Il faut le dire, la grève des magistrats a eu des conséquences terribles sur le plan économique, social et même juridique. Plusieurs personnes privées de leur liberté n’ont pu être déférées. Des détenus ayant purgé leur peine sont restés enfermés pendant 720 heures supplémentaires. Pire, la grève des magistrats reste incomprise par la grande majorité des Maliens. «Pendant que nous cherchons à manger trois fois par jour, certains veulent s’enrichir sur notre dos. Pour une justice à deux vitesses», se plaint Diarra, un mécanicien qui regrette l’absence d’un Etat fort au Mali.

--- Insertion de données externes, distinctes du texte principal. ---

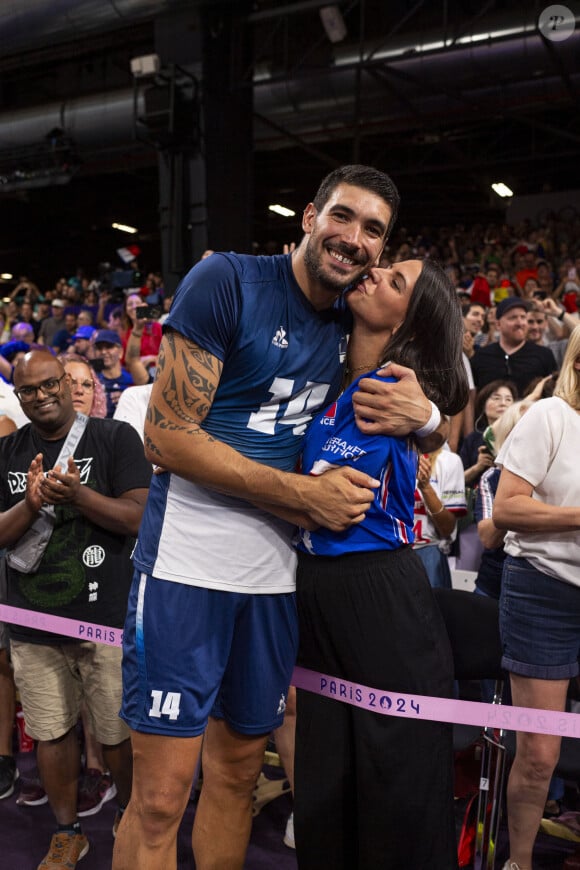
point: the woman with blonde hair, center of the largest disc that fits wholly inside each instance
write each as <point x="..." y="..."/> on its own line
<point x="538" y="500"/>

Un communiqué conjoint du Syndicat autonome de la Magistrature (SAM) et du Syndicat Libre de la Magistrature (Sylima), explique qu’un « accord sur le salaire et un accord sur plusieurs indemnités» ont été trouvés. Les deux syndicats ont appelé au respect scrupuleux des engagements pris ainsi que le délai de mise en œuvre, soit trois mois. En cas d’inexécution, les syndicalistes se réservent le droit de reprendre la grève, sans préavis.

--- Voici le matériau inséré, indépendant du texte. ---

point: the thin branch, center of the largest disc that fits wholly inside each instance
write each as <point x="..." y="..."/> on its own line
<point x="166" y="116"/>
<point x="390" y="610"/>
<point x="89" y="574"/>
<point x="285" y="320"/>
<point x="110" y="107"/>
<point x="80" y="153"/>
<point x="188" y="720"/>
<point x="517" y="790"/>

Il faut rappeler que les magistrats ont du mettre de l’eau dans leur vin. Eux qui demandent 5 millions d’augmentation de salaire pour le premier président de la Cour suprême, 5 millions pour le procureur général près la Cour suprême, 4,5 millions pour les conseillers et les avocats généraux au niveau de la Cour suprême, 4 millions pour les magistrats de grade exceptionnel, 3,5 millions pour les magistrats de premier grade et 3 millions pour les magistrats de deuxième grade. A l’issue de cette grève, les magistrats repartent affaiblis par des querelles intestines et de leadership. Certains magistrats de l’intérieur ont montré leur mécontentement suite à la signature de l’accord. Ils s’estiment en insécurité, vu le nombre de garde qui leur est affecté.
Par ailleurs, la sortie médiatique précoce, du désormais ex président du Syndicat Autonome de la Magistrature (SAM), Mohamed Cherif Koné, pour annoncer la fin de la grève n’est toujours pas digérée par ses collègues. Ainsi, le gouvernement a du faire signer un deuxième accord par le SAM, qui lui a fait savoir que la signature de Mohamed Chérif Koné n’engage plus ses membres. Des tergiversations qui font dire à plus d’un que des vérités seront dites pendant cette période qui n’est en réalité qu’une trêve.